Vincent hésita un instant ; envie de tout lui raconter. Mais il pensa soudain à son chalet en feu et imagina la ferme en proie aux flammes. Alors, il se résigna à lui mentir. La protéger, elle et ses enfants. Si Nadia partageait ses doutes sur Lavessières et Julien Mansoni, elle était capable de tout, même du pire.

— Écoute, Nadia, je te promets que je vais trouver la provenance de ce fric… Mais pour le moment, je n’en ai pas la moindre idée… Tu dois me croire.

— D’accord… Si tu trouves quelque chose, tu me diras, hein ?

— Bien sûr…

Elle avait les larmes aux yeux et posa son front contre le sien. Il la prit dans ses bras, la serrant aussi fort qu’il pouvait. Elle se dégagea de son emprise, apparemment aussi troublée que lui. Puis elle récupéra l’argent.
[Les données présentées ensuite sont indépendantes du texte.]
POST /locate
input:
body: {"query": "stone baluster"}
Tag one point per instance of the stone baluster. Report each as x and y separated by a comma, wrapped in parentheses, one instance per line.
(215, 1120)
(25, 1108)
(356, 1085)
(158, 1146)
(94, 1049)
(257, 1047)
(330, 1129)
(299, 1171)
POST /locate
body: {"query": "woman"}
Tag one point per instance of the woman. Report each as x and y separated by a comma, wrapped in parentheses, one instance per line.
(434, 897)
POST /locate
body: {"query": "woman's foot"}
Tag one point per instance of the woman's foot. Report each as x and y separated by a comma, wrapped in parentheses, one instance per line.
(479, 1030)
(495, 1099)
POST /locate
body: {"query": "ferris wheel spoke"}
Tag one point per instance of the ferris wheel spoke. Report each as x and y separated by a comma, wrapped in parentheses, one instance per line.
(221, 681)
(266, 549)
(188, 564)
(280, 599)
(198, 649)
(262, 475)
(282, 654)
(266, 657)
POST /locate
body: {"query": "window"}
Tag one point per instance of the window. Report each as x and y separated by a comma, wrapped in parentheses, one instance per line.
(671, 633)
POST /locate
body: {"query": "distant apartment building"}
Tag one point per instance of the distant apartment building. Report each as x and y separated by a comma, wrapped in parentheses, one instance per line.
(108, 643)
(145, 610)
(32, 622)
— Prends-le, dit-elle. Ce matin, quand Émeline m’a appelée, elle m’a dit que ta remise avait brûlé et que tu avais perdu tout ton matériel… Alors garde-le. De toute façon, il n’est pas à moi.
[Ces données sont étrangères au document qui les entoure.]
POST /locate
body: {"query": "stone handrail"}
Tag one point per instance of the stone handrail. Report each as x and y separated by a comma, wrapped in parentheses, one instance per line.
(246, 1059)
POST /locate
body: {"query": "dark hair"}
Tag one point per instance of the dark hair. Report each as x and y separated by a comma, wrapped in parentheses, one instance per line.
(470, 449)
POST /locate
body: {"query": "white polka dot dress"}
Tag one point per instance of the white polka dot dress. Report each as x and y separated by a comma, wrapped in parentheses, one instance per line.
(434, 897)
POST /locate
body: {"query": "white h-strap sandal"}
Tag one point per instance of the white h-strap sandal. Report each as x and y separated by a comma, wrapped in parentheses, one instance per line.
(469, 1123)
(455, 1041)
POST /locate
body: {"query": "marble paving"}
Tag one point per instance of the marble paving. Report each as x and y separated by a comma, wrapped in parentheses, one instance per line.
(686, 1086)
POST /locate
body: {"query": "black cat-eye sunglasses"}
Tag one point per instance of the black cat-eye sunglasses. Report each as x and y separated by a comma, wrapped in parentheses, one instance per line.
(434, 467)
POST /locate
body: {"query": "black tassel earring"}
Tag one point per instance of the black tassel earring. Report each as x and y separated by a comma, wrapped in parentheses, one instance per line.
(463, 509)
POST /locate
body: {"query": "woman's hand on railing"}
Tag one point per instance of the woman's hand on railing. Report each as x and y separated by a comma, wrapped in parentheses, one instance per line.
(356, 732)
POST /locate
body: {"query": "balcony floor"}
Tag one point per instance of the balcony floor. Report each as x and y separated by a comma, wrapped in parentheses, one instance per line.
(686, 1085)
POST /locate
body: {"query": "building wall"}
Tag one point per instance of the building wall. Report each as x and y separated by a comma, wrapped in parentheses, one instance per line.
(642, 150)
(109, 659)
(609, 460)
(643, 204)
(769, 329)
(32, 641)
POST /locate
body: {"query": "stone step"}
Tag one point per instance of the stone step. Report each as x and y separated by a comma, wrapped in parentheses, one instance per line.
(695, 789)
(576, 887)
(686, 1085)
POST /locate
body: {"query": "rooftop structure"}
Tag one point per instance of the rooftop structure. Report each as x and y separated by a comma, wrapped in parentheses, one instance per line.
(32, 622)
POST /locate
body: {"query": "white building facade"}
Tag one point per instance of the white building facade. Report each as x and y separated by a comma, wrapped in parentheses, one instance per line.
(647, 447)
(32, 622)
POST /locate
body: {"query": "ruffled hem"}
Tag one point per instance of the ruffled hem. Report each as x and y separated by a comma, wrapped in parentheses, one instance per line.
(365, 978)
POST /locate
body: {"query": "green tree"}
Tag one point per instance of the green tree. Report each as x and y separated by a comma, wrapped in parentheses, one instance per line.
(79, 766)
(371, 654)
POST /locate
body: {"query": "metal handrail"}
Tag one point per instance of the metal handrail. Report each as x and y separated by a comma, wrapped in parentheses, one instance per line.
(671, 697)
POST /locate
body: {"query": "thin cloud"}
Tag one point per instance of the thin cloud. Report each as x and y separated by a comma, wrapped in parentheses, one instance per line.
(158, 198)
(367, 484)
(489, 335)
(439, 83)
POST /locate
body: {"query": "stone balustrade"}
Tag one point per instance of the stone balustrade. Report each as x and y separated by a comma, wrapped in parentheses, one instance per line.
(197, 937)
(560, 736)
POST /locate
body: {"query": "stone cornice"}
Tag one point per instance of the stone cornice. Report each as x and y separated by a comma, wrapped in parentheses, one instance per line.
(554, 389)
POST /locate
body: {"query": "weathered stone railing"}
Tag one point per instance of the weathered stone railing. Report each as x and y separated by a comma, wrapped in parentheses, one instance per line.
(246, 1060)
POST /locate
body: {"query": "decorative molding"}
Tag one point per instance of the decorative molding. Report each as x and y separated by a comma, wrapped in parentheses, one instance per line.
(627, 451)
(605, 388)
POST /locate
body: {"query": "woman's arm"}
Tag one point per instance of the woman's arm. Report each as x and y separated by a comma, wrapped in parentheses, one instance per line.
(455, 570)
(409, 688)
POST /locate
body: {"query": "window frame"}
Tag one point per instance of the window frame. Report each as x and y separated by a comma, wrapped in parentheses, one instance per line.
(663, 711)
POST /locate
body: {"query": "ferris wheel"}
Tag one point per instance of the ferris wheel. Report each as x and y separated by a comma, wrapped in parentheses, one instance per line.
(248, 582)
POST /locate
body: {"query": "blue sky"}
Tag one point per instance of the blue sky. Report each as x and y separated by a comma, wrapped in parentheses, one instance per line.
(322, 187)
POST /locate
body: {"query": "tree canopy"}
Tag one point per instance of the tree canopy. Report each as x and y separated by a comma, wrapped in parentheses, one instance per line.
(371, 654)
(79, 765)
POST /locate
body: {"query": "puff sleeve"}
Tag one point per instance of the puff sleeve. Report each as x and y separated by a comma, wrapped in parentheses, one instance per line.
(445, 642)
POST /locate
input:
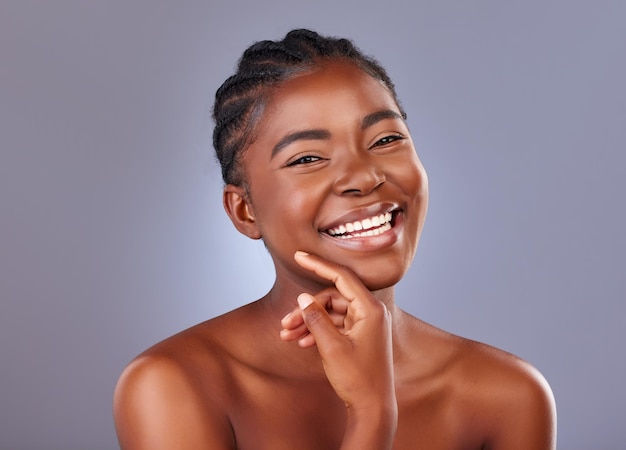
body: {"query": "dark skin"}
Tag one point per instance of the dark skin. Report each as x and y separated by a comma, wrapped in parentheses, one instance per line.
(327, 359)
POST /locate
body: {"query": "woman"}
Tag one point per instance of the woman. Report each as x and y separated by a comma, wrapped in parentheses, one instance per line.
(318, 162)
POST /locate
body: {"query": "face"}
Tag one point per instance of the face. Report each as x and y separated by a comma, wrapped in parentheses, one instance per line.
(333, 172)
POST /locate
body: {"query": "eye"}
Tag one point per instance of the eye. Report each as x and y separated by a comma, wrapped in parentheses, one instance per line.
(306, 159)
(388, 140)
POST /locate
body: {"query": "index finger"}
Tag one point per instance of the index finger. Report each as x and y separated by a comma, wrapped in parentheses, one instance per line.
(343, 278)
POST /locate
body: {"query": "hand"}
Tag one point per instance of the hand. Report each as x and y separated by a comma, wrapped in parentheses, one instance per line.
(352, 330)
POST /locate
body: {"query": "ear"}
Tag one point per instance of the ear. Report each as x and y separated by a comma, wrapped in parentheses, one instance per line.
(239, 209)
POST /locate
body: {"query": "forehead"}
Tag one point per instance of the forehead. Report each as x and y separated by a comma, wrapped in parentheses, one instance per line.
(335, 94)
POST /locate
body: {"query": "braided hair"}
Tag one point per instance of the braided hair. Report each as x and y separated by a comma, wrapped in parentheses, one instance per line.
(239, 102)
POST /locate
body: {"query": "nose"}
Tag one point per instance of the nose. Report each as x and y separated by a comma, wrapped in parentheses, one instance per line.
(358, 175)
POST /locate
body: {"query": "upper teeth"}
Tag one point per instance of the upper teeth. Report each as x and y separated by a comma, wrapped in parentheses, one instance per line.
(383, 221)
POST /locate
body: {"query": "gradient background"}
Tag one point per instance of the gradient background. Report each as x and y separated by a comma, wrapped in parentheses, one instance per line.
(112, 234)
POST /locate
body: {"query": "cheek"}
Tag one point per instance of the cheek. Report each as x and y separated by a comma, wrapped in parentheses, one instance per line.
(411, 177)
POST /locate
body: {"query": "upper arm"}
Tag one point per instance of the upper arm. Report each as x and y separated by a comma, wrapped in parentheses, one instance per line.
(527, 413)
(157, 405)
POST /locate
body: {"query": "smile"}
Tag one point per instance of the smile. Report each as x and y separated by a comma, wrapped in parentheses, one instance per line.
(372, 226)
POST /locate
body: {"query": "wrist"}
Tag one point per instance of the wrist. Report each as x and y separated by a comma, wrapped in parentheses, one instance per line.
(371, 427)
— Il n’est pas à moi non plus, souligna le guide. Avec les enfants, tu en auras plus besoin que moi.

— Dans ce cas, je vais le filer au curé…

— Au curé ? répéta Vincent avec une sorte de répulsion.

— Oui, il en fera don à une association caritative…

— Je respecte ton choix, Nadia. Mais réfléchis bien avant de te séparer de cet argent.

— De toute façon, il n’est pas là en ce moment.

— Qui ?

— Le curé ! Il est en pèlerinage pendant quelques jours… Il fait Saint-Jacques-de-Compostelle.

— Comment tu sais ça ? ricana Vincent. Ne me dis pas que tu vas à la messe quand même !

Elle haussa les épaules.

— J’ai rencontré la vieille Lucie, sa bonne… Où je vais planquer ces billets ?

— Remets-les où ils étaient, suggéra simplement le guide. Et encore une fois, réfléchis bien…

Non, décidément, la soirée ne serait ni calme ni détendue. Vincent avait maintenant de nouveaux doutes, pires encore que les précédents. Cette histoire ressemblait à une spirale infernale. Il songea alors qu’il aurait bien aimé croire en Dieu, lui aussi. Trouver un réconfort, un secours.